Modularity/removability means you can take your bolted-together cycle entirely apart and pack it, section-by-section or piece-by-piece, for compact shipping, or for long-distance bus, boat or train travel.

Balancing Weight, Efficiency and Strength

Most Simple models are of moderate weight, roughly comparable to steel-tube bicycles. Almost all of the two-wheel Simple models are thus efficient enough to serve the daily commuter or touring cyclist. Most Simple models can be propelled even by the strength of a middle-school child.


The Simple cycle uses reversible fasteners (ordinary moderate-cost bolts or screws) to achieve structural strength with minimal weight, and to allow disassembly, customization and repair.

Power Assist

Simple cycles are designed first and foremost for efficient use of human muscle power. Secondarily, they are designed to accommodate virtually any after-market power-assist, configured in a way that keeps the cycle efficiently operable by pedal power if the assist stops functioning. Electric motors and wheel hubs that put out 1000 watts or less should generally integrate well into the cycle's structure without need for major frame modification or reinforcement.

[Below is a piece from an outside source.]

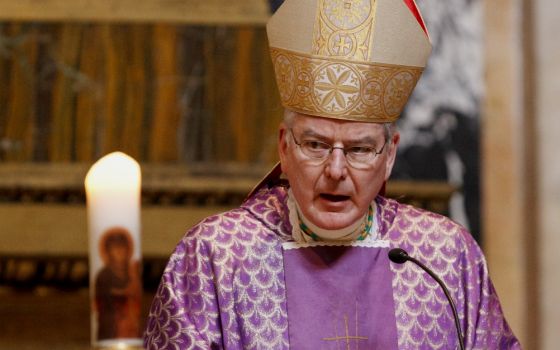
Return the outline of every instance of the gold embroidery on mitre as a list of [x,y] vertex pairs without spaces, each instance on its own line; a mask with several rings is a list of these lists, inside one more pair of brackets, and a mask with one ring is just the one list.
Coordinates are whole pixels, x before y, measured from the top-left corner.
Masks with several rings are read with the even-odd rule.
[[376,0],[319,0],[312,53],[369,60],[376,9]]
[[278,48],[270,51],[282,104],[296,112],[329,118],[396,120],[424,70]]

Disadvantages of simple cycleS

Wooden bike in snow

You may fail to ensure that all your bolts or screws are tight, and loose parts will call for your attention with sad little squeakings. Squeaks, if neglected, turn into squawks. The unwanted attention of amorous parrots and judgmental people will be drawn to a squawking bike.


Unprotected wood ages in the sun and rain, so you need to put attention and effort into doing a good initial job of sealing or painting the wooden frame pieces, parking the bike out of the weather when it is not being ridden, and taking time to touch up the weather-resistant finish once or twice a year. 


No matter how expedient it might seem in the moment, do not leave a cycle made of wood leaned against a termite mound or beaver lodge. 


Neglected unlubricated chains can get rusty, stiff and inefficient; you should wipe down and lubricate (with wax, silicone, oil, or graphite) your bike's chain after riding in rain, snow or mud.


Do not put your cycle within reach of circus bears and orangutans, for they are not as competent at riding a bicycle as folk tales suggest. A crash could be disastrous. Large, hairy non-humans—and their lawyers—should not be provoked.


If you must have the latest high-tech feather-weight racing bike, this is not the cycle for you.